Un appello chiaro alla prudenza per tutelare i più piccoli dai rischi alimentari legati al consumo di prodotti lattiero-caseari non pastorizzati. L’Istituto superiore di sanità (Iss) ha pubblicato un approfondimento sul proprio portale per rafforzare la campagna di prevenzione del Ministero della Salute, ribadendo che i bambini al di sotto dei cinque anni rappresentano la popolazione più vulnerabile alle infezioni causate dai batteri Escherichia coli produttori di Shiga-tossina (Stec). Per questa fascia d’età, avvertono gli esperti, «è assolutamente sconsigliata l’assunzione di formaggi a latte crudo, nel caso in cui i processi produttivi non garantiscano la sicurezza». L’intervento dell’Iss arriva dopo la vicenda del piccolo Mattia, il bambino deceduto dopo essere rimasto in coma per 9 anni a causa delle complicazioni insorte in seguito al consumo di un formaggio contaminato.

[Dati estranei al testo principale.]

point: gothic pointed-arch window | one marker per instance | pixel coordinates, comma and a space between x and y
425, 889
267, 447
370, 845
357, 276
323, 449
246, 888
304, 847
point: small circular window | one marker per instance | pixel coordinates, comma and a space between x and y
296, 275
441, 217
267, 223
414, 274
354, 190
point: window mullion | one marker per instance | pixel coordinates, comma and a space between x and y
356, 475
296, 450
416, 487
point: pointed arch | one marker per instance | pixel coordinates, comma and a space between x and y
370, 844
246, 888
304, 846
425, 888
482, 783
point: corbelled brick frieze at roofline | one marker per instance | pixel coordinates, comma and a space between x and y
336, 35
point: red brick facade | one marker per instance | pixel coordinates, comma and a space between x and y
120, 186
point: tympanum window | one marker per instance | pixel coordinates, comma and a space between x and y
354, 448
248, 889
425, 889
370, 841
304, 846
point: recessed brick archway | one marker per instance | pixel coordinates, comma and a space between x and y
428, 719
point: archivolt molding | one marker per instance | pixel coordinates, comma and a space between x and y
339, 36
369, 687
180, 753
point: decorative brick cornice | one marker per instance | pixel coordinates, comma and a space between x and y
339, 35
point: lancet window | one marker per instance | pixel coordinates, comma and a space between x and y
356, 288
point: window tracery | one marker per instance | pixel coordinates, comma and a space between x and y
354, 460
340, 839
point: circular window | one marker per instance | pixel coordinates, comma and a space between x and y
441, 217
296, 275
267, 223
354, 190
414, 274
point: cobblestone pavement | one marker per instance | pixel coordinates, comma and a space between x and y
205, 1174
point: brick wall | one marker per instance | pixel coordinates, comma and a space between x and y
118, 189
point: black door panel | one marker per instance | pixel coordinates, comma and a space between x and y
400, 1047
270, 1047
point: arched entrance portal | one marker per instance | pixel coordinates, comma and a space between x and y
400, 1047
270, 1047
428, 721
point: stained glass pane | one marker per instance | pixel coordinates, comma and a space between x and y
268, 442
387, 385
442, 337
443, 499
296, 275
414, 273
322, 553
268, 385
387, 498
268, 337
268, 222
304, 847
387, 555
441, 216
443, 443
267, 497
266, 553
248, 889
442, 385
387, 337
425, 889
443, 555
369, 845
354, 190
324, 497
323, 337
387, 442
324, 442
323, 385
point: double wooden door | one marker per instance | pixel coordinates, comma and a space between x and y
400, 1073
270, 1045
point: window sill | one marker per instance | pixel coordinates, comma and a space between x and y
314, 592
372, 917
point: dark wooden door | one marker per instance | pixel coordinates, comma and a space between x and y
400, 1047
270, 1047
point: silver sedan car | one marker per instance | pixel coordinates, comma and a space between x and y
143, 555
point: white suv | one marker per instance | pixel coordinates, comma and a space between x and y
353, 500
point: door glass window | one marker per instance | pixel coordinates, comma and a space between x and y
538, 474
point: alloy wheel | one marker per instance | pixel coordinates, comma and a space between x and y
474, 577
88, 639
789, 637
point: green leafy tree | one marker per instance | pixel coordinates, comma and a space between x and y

La contaminazione durante la mungitura e i rischi per la salute

I microrganismi della famiglia Stec hanno come serbatoio naturale animali da allevamento quali bovini, ovini e caprini. La contaminazione del latte da parte di batteri fecali avviene frequentemente al momento del prelievo, considerato dagli esperti il «principale meccanismo di ingresso nella filiera lattiero-casearia». Il pericolo di esposizione ai batteri non si limita tuttavia ai soli prodotti caseari, ma comprende anche il consumo di carni poco cotte o di vegetali freschi non lavati adeguatamente. Il quadro clinico legato a queste infezioni può evolvere rapidamente. I sintomi spaziano da forme di diarrea comune fino alla colite emorragica e alla sindrome emolitico-uremica (insufficienza renale acuta), una complicanza severa in grado di provocare lesioni neurologiche permanenti o il decesso.